Mis en ligne le 14/09/2011
Jusqu’ici, ils estiment avoir été peu entendus, les représentants des travailleurs du Forem. Après le dépôt de leur préavis de travail au printemps dernier, ils ont bien eu droit à des rencontres avec le ministre de tutelle André Antoine, et son entourage. Mais la dernière version du contrat de gestion, celle qui précisément a été signée hier, tient peu compte de leurs critiques d’alors.
D’où cette nouvelle sortie et cette prémonition lâchée par une permanente CGSP, Nathalie Dechèvres déclarant que " l’automne sera chaud ".
La signature intervenue hier n’avorte en rien la suite, prétendent-ils en chœur. Approuvé, le contrat de gestion doit encore être mis en œuvre. Et c’est ici que l’on comprend que les syndicats entendent bien jouer leur rôle et réclamer les adaptations nécessaires pour rendre les mesures de ce contrat de gestion "buvables" pour reprendre à dessein le qualificatif employé.
Depuis plusieurs mois maintenant, CGSP, CSC et SFLP dénoncent dans une sorte de front commun le montant de la dotation. Le ministre assure que ce chiffre ne pourra pas varier. Les syndicats lui rétorquent que non indexée et sans l’ajout d’un pour cent additionnel spécifique au Forem, la dotation ne pourra permettre de compenser l’augmentation naturelle de la masse salariale.
Inéluctablement, le personnel et les demandeurs d’emploi en pâtiront, ajoutent-ils. Dans la foulée, les syndicats ajoutent avoir perçu d’autres signes de faiblesse. Ils jugent ainsi que les conseillers référents devront prendre en charge un nombre supérieur de demandeurs d’emploi avec, à la clé, une perte de qualité pour le service. "Déjà que le travail administratif n’est pas léger , affirme Paul De Sacco pour la CSC. Nous craignons vraiment que le suivi soit moins bien assuré vu les conditions de travail." Thierry Bodson de la FGTB s’est pour sa part inquiété du fait que le budget 2012 du Forem laissait entrevoir un trou de 40 millions d’euros. Pour le combler, l’institution pourrait selon lui être obligée de toucher aux montants attribués pour les emplois APE, pour la formation ou pour le personnel.

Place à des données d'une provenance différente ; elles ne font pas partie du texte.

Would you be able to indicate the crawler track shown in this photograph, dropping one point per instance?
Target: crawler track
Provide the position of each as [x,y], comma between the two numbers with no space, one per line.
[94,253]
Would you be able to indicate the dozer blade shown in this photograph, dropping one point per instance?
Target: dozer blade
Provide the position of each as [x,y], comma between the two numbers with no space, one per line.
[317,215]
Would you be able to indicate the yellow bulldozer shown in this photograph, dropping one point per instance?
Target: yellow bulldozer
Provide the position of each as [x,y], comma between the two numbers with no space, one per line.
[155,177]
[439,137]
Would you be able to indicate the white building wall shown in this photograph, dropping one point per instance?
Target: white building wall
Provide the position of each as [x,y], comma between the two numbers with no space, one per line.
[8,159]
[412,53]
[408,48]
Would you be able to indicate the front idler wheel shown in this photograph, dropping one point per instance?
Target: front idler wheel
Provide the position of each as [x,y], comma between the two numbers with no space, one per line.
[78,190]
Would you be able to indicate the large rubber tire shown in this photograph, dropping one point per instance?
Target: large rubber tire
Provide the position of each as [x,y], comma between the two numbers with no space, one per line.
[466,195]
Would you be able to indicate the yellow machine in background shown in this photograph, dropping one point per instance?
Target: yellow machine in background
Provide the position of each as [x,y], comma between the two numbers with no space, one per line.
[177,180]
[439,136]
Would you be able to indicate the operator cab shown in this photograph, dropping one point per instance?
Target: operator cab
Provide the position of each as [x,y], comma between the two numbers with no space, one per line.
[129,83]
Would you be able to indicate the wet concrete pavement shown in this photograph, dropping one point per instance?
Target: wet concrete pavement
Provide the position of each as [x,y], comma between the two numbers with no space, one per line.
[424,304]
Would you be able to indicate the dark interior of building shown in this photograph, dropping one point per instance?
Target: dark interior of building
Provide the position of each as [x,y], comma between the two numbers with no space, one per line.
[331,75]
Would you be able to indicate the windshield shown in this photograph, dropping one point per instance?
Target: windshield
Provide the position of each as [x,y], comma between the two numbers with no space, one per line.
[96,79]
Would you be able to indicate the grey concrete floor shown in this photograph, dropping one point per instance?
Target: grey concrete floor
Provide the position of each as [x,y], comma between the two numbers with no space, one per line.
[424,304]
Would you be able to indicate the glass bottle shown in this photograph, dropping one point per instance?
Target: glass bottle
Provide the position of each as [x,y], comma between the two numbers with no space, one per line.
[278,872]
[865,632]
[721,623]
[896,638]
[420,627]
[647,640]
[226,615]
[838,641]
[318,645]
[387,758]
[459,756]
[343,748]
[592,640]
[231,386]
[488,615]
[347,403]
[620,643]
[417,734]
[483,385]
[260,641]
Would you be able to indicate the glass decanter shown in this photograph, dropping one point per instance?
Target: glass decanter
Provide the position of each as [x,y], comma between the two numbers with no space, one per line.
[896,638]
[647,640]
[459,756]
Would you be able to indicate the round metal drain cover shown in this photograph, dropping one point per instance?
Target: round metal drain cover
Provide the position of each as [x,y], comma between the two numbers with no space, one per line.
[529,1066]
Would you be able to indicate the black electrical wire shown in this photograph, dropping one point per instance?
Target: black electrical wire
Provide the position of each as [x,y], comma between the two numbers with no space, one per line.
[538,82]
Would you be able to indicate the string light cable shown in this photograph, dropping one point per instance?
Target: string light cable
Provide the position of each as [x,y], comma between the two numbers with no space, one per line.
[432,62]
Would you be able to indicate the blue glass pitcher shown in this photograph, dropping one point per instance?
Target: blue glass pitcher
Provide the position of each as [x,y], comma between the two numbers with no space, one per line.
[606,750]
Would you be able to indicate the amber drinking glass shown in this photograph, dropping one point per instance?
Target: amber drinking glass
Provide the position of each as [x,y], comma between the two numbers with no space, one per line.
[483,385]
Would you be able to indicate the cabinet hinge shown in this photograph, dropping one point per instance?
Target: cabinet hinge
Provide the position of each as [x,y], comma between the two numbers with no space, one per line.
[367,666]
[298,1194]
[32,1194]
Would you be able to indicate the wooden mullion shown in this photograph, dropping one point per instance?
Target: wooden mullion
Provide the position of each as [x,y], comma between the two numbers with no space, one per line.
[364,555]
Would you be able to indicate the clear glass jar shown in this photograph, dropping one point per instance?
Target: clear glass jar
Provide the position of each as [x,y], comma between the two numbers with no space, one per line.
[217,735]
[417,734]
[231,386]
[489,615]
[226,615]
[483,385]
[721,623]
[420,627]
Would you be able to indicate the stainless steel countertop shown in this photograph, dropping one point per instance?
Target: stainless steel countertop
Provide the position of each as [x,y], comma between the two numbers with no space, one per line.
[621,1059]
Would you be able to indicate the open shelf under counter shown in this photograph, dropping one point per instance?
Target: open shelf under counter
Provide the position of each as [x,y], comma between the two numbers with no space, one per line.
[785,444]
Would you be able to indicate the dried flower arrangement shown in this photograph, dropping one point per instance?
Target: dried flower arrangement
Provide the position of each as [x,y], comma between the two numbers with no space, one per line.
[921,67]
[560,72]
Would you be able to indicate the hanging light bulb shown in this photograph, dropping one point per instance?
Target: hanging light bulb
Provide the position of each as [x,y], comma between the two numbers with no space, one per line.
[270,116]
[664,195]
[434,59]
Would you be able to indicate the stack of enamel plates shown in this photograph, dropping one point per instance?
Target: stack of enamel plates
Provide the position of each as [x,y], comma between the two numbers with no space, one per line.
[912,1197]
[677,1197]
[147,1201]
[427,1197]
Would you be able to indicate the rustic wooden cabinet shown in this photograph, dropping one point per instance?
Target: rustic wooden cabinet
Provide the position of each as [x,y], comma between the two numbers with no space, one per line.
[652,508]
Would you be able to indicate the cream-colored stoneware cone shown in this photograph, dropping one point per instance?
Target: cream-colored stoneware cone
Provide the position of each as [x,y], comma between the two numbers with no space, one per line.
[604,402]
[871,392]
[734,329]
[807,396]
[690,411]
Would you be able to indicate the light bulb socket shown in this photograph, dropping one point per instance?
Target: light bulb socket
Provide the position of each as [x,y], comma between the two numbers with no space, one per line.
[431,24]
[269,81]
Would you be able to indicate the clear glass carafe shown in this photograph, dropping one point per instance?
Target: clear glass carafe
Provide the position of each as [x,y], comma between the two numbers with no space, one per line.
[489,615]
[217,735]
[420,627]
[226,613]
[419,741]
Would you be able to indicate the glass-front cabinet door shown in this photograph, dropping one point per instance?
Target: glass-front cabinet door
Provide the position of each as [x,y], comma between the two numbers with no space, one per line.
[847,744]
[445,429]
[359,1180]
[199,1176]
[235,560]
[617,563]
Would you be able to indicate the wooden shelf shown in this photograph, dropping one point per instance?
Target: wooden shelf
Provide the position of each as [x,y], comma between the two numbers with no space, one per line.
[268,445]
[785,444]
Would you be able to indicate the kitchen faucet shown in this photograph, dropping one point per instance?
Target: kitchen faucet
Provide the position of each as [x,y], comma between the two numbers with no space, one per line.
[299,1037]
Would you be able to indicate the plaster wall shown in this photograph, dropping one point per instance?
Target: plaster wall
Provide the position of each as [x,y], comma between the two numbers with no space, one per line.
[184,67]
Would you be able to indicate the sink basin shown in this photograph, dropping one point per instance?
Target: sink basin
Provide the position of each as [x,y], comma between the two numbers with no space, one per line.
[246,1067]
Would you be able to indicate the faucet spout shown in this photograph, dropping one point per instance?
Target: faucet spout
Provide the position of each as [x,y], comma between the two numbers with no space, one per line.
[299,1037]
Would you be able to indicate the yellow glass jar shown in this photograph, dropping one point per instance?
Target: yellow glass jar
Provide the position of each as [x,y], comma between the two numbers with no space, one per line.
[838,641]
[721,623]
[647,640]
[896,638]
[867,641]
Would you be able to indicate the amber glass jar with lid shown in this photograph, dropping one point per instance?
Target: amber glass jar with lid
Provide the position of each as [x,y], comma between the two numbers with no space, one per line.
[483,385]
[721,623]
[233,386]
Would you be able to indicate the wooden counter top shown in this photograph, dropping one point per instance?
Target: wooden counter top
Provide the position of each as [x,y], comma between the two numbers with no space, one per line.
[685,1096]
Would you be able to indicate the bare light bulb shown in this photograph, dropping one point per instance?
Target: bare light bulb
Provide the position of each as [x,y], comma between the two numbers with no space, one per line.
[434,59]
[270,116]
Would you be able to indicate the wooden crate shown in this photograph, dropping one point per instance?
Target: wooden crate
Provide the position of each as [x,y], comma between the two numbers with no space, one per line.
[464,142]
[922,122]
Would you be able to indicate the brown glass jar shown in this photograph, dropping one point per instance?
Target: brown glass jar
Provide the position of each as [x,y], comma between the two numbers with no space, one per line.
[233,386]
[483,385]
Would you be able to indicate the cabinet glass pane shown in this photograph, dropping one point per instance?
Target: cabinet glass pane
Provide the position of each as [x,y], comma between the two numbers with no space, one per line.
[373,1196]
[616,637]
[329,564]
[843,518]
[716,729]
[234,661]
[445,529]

Mais à l’autre bord de la scène, Thierry Devillez, représentant de l’Union wallonne des entreprises, a quant à lui indiqué sa crainte de voir le Forem se replier sur lui-même.

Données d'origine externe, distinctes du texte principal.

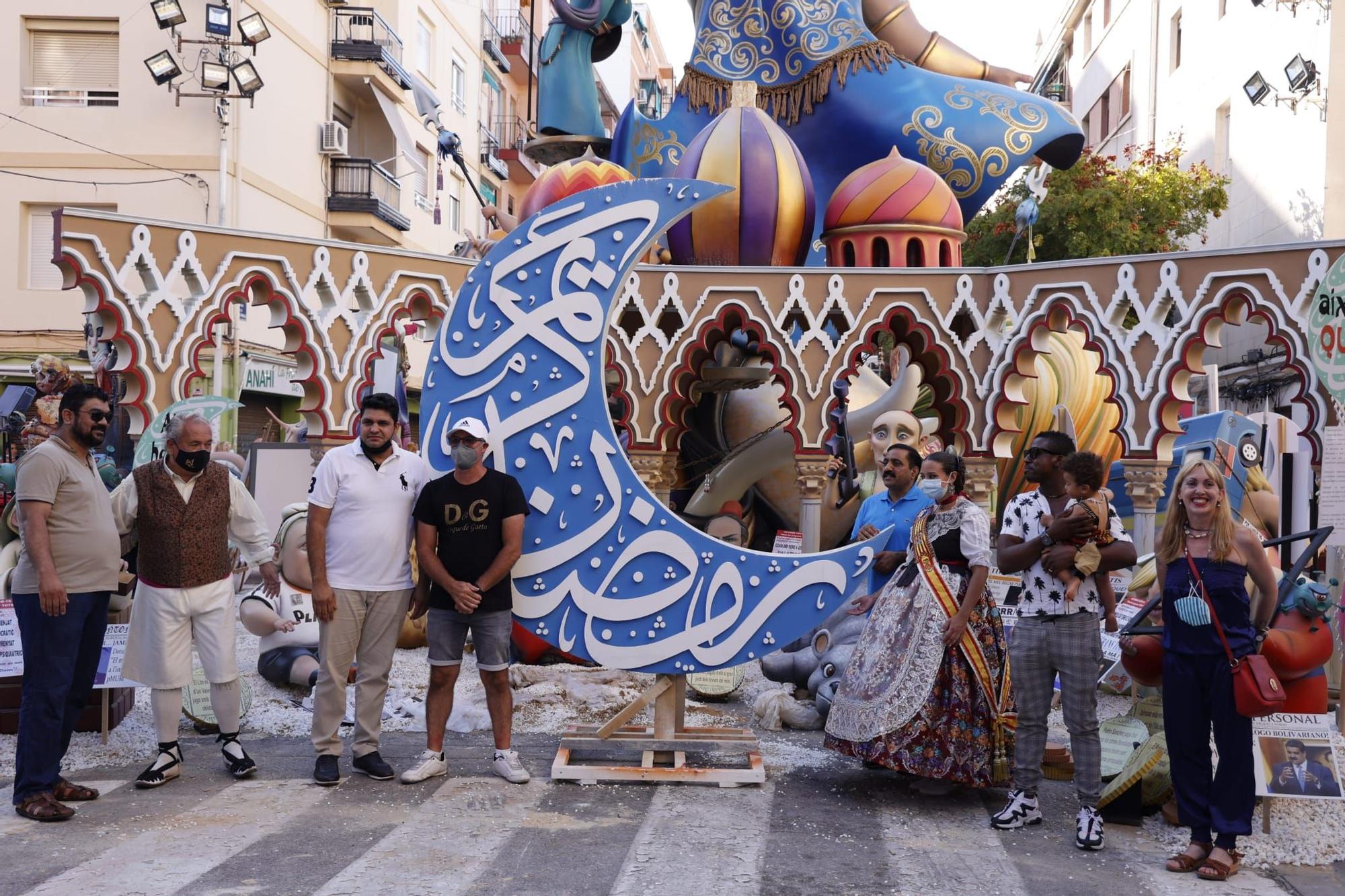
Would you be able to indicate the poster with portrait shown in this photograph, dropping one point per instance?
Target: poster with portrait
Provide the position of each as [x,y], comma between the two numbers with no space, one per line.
[1296,756]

Et, c’est au cœur de cette mêlée qu’André Antoine, ministre en charge du dossier, a préféré tempérer la situation, en gardant dans ses propos clarté et modération.

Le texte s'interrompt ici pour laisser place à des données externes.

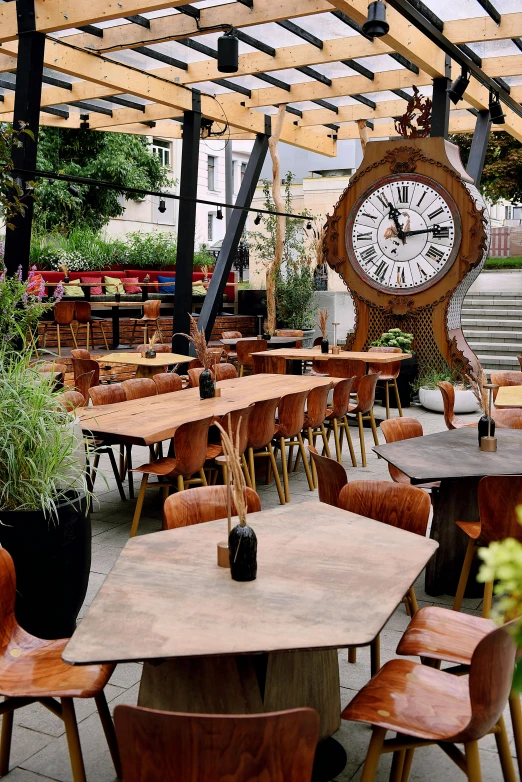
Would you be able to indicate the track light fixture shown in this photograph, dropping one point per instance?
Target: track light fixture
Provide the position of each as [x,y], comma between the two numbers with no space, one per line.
[459,86]
[376,25]
[495,109]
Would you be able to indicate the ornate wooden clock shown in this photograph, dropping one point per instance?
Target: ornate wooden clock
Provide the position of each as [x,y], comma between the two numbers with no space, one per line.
[408,237]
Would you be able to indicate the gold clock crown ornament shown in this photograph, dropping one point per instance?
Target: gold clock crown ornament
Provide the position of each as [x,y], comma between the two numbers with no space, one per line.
[408,237]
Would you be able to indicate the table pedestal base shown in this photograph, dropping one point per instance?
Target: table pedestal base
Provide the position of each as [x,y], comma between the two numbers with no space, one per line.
[247,684]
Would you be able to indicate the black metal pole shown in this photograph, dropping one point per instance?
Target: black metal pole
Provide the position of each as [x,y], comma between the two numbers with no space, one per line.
[479,146]
[188,187]
[214,297]
[441,103]
[27,110]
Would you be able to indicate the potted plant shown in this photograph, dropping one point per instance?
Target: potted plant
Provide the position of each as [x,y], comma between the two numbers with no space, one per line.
[44,519]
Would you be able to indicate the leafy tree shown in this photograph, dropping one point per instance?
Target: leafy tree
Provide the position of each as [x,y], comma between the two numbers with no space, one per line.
[502,175]
[123,159]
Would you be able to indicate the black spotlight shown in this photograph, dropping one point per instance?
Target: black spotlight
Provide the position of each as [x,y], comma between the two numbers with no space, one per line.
[228,53]
[495,109]
[376,25]
[459,86]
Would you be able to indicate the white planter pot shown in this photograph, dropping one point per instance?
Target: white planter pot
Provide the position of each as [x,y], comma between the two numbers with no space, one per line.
[431,399]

André Antoine avait ainsi indiqué avant la prise de décision qu’aucun autre contrat de gestion n’avait été aussi précieusement préparé. Le contexte économique international autant que la future réforme institutionnelle, qui pourrait doter l’organisme de compétences plus larges en terme de formation et d’emploi, imposent toutefois de rester lucide selon le ministre. Pour doucher les inquiétudes, le ministre a ensuite affirmé qu’il ne pouvait malgré tout pas y avoir d’économies réalisées sur le dos de l’emploi.
Reste que pour marquer leur mécontentement, les syndicats bloqueront la majorité des sites du Forem ce jeudi.